第3章 5月
―孤爪研磨と日向翔陽―
迷った。それも宮城県のド田舎で。
日差しを遮る建物は何も無く、ここは本当に東北なのかと言いたくなるくらい容赦無く暑い。夏はまだ先じゃん何頑張ってんの、と実際口には出さないが太陽にケチをつけたい。
こうも暑いと自分で動き回って体力を消耗するより、クロ辺りに見つけてもらう方が効率が良さそう。
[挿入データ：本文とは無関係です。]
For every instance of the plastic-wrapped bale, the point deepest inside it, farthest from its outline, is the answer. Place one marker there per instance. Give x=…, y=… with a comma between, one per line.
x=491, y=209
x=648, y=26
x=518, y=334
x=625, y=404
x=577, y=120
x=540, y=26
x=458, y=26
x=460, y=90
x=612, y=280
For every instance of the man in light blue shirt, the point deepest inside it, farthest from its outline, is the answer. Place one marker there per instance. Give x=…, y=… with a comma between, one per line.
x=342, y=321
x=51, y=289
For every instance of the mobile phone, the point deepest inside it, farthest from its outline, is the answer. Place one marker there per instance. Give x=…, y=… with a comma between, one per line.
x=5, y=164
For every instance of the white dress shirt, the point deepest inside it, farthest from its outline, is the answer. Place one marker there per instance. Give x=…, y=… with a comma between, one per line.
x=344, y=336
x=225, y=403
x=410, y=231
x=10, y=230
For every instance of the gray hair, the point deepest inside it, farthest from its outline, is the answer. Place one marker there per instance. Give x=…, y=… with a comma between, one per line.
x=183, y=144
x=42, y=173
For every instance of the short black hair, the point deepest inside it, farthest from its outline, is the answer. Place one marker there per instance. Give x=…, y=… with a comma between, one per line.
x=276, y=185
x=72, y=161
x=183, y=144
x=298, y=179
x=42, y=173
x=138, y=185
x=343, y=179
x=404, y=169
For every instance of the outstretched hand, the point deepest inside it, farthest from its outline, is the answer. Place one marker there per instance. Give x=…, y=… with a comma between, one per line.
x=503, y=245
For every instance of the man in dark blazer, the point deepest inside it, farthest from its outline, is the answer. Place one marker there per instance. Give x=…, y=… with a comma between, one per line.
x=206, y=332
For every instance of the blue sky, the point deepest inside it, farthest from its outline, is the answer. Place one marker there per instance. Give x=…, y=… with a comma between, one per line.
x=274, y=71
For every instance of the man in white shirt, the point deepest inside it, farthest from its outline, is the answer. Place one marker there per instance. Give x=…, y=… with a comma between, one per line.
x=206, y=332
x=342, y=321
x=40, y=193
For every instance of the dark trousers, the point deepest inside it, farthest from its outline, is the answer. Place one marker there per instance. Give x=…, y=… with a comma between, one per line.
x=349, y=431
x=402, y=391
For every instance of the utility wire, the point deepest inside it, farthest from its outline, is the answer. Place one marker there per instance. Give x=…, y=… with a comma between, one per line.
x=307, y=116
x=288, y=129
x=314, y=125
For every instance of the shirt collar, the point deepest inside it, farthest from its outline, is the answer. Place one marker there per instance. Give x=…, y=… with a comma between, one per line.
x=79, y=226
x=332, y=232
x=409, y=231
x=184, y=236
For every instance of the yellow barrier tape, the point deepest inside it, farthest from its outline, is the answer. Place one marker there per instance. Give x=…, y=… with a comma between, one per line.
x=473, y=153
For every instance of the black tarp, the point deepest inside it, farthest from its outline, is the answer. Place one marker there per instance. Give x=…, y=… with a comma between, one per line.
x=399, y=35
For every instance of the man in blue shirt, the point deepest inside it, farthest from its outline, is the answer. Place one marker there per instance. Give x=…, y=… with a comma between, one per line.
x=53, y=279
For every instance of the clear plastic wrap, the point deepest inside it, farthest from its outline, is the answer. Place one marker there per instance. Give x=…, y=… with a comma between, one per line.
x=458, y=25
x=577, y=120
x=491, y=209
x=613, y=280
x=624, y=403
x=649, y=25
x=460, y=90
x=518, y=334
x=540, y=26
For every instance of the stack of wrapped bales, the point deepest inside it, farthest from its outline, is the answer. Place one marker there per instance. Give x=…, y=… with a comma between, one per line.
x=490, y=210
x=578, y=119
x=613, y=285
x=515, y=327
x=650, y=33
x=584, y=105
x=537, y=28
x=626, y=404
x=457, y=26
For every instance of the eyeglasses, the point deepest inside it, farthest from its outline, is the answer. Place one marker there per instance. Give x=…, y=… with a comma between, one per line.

ふぅと溜め息をつきながらフェンスの隅に腰掛ける。暇潰しにとゲームを起動しながら、頭の中は全く別の事を考えていた。
それは先週の試合の事だった。
普段あまり笑わない鈴が、その日は俺達の試合に一喜一憂していた。
音駒のスパイクが決まると嬉しそうに両手で小さくガッツポーズして、相手の得点が続くと心配そうにオロオロとしていた。
クロはスパイクを決める度ベンチ横に立つ鈴をさり気なく見る。
誰かとハイタッチしながら、ローテで回りながら。
大袈裟にコート外の鈴に向かってアピールしてた虎と犬岡のせいで、クロの動きは不自然に目立つ程では無かった。
けど俺は思った。
ああ、クロは鈴の為にバレーをしているんだと。